Citigroup upgraded Apple Inc. to buy from hold, citing Tuesday's 7% pullback in the shares. The broker left its price target unchanged at $160. It said that iPhone and iPod production cuts rumored in Asia should not be a surprise to investors.

Morgan Stanley downgraded Lyondell Chemical Co. to equal-weght from overweight, saying it believes a higher takeout bid for the company is less likely.

Other markets

The dollar hit an almost four-month low against the yen before bouncing back Wednesday as fears of spreading subprime mortgage market woes led investors to unwind carry trades.

"Crash helmets and seat belts may be in order on Wednesday, as the return of risk aversion should result in choppy and volatile trade," said analysts at Action Economics.

The dollar last traded up 0.2% at 118.70 yen, as the euro rose 0.1% to $1.3687.

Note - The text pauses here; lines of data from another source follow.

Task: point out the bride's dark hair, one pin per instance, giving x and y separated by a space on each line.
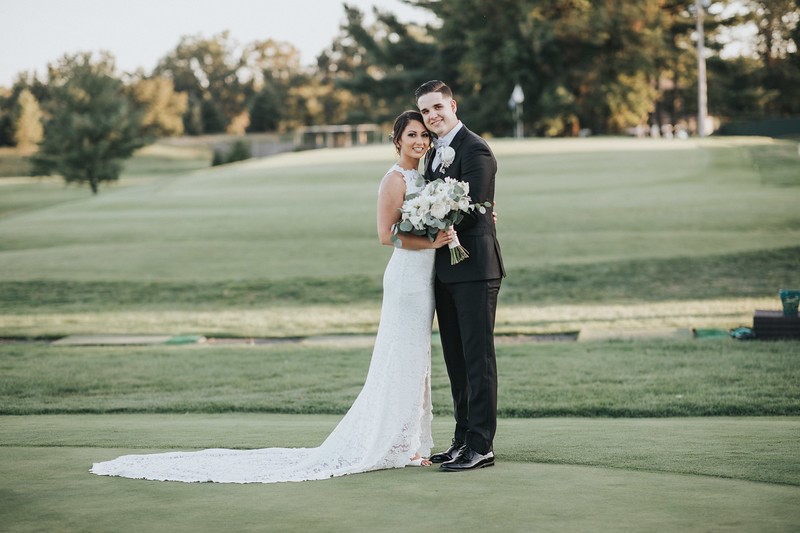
400 124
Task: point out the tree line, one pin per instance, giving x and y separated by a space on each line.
584 65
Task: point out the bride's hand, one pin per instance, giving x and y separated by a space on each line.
443 238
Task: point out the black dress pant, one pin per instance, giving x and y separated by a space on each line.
466 315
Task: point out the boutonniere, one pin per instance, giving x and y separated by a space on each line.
448 154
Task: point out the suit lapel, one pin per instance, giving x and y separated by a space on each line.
454 144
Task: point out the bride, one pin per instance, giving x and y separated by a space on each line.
389 424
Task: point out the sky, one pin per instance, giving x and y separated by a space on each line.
139 33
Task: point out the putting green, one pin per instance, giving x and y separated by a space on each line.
45 485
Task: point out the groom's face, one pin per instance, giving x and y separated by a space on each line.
438 112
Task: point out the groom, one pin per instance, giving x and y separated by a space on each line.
466 293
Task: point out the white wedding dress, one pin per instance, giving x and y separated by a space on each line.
387 425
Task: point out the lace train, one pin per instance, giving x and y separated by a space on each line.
389 422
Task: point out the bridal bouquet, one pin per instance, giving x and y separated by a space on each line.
439 206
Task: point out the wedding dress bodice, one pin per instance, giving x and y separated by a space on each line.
388 423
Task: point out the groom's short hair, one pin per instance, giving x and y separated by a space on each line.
433 86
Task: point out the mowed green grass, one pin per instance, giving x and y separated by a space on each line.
592 222
677 474
561 202
643 378
601 232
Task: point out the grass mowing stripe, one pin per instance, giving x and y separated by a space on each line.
755 449
750 274
608 379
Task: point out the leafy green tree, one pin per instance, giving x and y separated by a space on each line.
161 106
209 72
274 69
371 70
778 23
28 125
92 127
265 110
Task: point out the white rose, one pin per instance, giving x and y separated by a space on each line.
439 210
448 154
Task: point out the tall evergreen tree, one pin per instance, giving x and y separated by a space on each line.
92 126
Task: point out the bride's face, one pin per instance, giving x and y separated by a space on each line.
415 140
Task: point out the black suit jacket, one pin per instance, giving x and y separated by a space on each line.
475 164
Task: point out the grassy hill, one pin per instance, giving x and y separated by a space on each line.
600 224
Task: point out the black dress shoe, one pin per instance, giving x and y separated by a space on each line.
469 459
449 454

Treasurys were under some pressure as investors tried to gauge how the stock market will trade. In recent sessions Treasury have been trading inversely to stocks. The benchmark 10-year Treasury note last was down 4/32 at 98 with a yield of 4.759%.

Gold futures were pressured in early trade. Gold for December delivery shed $7, or 1%, at $672.30 an ounce on the New York Mercantile Exchange.

Oil futures were lower, too, as the front-month gold contract fell $4.60 to $662.30 a barrel.